In [28]:
## Import Libraries
from pyspark.sql import SparkSession
from pyspark.ml.evaluation import BinaryClassificationEvaluator, MulticlassClassificationEvaluator
from pyspark.ml.classification import LogisticRegression

## Set seed
seed = 42

In [29]:
## Create Spark Session
spark = SparkSession.builder.appName('logRegExample').getOrCreate()

In [30]:
## Load Data
df = spark.read.format('libsvm').load('gs://spark-training-data/datasets/sample_libsvm_data.txt')
df.show(5)

21/11/23 20:37:22 WARN org.apache.spark.ml.source.libsvm.LibSVMFileFormat: 'numFeatures' option not specified, determining the number of features by going though the input. If you know the number in advance, please specify it via 'numFeatures' option to avoid the extra scan.


+-----+--------------------+
|label|            features|
+-----+--------------------+
|  0.0|(692,[127,128,129...|
|  1.0|(692,[158,159,160...|
|  1.0|(692,[124,125,126...|
|  1.0|(692,[152,153,154...|
|  1.0|(692,[151,152,153...|
+-----+--------------------+
only showing top 5 rows



In [31]:
## Split into train, test
train_data, test_data = df.randomSplit([0.7,0.3], seed=seed)

In [32]:
## Create model instance and fit
logReg = LogisticRegression(labelCol='label', featuresCol='features', predictionCol='prediction')
logRegModel = logReg.fit(train_data)

In [33]:
## Print Predictions Schema
log_summary = logRegModel.summary
log_summary.predictions.printSchema()
log_summary.predictions.show(5)

root
 |-- label: double (nullable = true)
 |-- features: vector (nullable = true)
 |-- rawPrediction: vector (nullable = true)
 |-- probability: vector (nullable = true)
 |-- prediction: double (nullable = false)

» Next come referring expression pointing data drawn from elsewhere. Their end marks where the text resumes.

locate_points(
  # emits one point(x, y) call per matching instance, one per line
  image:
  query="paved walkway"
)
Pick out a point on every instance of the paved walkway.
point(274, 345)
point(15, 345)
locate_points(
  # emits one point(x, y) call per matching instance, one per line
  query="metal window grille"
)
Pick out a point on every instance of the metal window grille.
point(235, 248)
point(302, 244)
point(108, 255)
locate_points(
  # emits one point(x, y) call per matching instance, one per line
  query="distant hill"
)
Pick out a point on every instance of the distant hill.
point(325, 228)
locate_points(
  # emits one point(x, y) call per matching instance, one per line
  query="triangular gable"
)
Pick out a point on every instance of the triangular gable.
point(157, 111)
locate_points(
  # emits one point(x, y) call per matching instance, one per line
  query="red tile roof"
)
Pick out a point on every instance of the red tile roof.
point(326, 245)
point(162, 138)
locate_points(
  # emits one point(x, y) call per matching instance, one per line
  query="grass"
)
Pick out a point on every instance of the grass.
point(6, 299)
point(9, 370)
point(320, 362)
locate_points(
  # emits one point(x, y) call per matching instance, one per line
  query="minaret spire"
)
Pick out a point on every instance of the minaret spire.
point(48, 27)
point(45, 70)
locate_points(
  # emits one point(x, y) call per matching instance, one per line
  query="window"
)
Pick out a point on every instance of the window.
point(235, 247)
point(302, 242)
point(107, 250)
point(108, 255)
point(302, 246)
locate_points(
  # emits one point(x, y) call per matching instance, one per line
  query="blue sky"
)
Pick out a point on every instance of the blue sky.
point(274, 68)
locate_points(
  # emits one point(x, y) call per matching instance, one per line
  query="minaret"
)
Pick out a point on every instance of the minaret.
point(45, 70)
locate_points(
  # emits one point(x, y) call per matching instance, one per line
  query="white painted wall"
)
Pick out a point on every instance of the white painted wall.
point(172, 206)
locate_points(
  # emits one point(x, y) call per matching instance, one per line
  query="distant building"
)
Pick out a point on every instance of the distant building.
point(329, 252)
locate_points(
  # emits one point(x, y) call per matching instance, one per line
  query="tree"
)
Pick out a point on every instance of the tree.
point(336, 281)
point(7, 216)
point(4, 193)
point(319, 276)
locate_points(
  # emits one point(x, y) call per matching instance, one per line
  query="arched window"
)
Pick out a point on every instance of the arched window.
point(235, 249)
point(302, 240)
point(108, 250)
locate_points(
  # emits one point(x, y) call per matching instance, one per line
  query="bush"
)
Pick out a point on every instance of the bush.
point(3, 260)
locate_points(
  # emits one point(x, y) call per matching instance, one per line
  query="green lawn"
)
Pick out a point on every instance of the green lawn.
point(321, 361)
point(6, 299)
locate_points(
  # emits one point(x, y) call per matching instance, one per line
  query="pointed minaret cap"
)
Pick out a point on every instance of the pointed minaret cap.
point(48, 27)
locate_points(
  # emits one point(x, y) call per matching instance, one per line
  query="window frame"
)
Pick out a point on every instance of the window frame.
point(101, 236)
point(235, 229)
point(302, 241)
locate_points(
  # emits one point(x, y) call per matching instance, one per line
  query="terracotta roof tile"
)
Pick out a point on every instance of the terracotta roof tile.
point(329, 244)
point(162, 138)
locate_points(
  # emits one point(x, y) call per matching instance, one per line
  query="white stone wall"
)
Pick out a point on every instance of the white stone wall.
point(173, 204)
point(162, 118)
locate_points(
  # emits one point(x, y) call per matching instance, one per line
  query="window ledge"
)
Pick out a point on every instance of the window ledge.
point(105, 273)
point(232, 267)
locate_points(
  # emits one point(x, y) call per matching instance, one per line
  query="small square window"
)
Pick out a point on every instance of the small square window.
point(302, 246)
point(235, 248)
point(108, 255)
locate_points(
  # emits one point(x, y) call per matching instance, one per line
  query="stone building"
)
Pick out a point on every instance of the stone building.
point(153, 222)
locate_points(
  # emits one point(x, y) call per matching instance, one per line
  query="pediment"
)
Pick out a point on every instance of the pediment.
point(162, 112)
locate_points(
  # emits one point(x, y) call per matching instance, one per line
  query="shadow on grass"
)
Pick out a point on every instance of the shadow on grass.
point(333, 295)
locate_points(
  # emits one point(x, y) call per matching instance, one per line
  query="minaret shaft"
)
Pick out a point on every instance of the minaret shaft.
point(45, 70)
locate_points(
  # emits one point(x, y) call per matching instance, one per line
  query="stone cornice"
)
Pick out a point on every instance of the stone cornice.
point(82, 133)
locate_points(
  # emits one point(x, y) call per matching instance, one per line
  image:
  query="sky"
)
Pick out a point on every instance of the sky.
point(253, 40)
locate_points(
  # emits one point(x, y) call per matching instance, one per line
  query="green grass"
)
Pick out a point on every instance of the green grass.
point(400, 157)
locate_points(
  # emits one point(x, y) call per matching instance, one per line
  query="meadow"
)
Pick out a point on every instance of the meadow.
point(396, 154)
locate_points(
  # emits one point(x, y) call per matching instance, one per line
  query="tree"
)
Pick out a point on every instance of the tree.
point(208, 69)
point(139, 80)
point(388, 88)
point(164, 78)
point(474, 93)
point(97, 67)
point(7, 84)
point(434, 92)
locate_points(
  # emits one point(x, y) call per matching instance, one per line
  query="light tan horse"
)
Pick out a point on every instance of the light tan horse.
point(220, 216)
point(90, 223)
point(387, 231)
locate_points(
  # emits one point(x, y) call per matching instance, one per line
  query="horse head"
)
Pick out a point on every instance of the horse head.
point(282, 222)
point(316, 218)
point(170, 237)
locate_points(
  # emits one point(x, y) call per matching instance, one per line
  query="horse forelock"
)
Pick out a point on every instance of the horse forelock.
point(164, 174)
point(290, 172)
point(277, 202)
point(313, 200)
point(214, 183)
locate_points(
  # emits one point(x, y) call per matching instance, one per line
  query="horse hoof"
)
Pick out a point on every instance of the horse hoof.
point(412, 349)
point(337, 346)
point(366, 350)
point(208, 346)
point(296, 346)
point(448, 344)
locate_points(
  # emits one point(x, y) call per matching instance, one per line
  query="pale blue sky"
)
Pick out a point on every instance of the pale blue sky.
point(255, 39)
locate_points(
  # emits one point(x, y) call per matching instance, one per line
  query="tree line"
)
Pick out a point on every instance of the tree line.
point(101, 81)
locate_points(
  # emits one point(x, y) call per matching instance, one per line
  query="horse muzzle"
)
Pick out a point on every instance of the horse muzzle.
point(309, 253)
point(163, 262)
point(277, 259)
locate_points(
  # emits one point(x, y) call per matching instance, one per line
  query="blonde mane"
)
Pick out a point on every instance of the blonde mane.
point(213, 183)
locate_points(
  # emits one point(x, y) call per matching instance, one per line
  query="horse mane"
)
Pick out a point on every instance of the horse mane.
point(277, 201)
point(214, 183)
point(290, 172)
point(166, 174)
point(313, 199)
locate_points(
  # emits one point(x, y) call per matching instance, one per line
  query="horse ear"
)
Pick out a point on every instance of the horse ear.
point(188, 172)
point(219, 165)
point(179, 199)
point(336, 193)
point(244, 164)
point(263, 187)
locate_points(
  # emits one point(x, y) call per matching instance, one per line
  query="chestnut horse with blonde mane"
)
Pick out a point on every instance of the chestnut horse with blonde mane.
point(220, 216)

+-----+--------------------+--------------------+--------------------+----------+
|label|            features|       rawPrediction|         probability|prediction|
+-----+--------------------+--------------------+--------------------+----------+
|  0.0|(692,[95,96,97,12...|[21.2605832354368...|[0.99999999941568...|       0.0|
|  0.0|(692,[98,99,100,1...|[24.6172806585456...|[0.99999999997963...|       0.0|
|  0.0|(692,[121,122,123...|[21.3531473607449...|[0.99999999946734...|       0.0|
|  0.0|(692,[122,123,124...|[20.9193913009773...|[0.99999999917809...|       0.0|
|  0.0|(692,[122,123,148...|[20.8799716616791...|[0.99999999914504...|       0.0|
+-----+--------------------+--------------------+--------------------+----------+
only showing top 5 rows



In [34]:
## Evaluate the Model using test data
prediction_and_labels = logRegModel.evaluate(test_data)
prediction_and_labels.predictions.show(5)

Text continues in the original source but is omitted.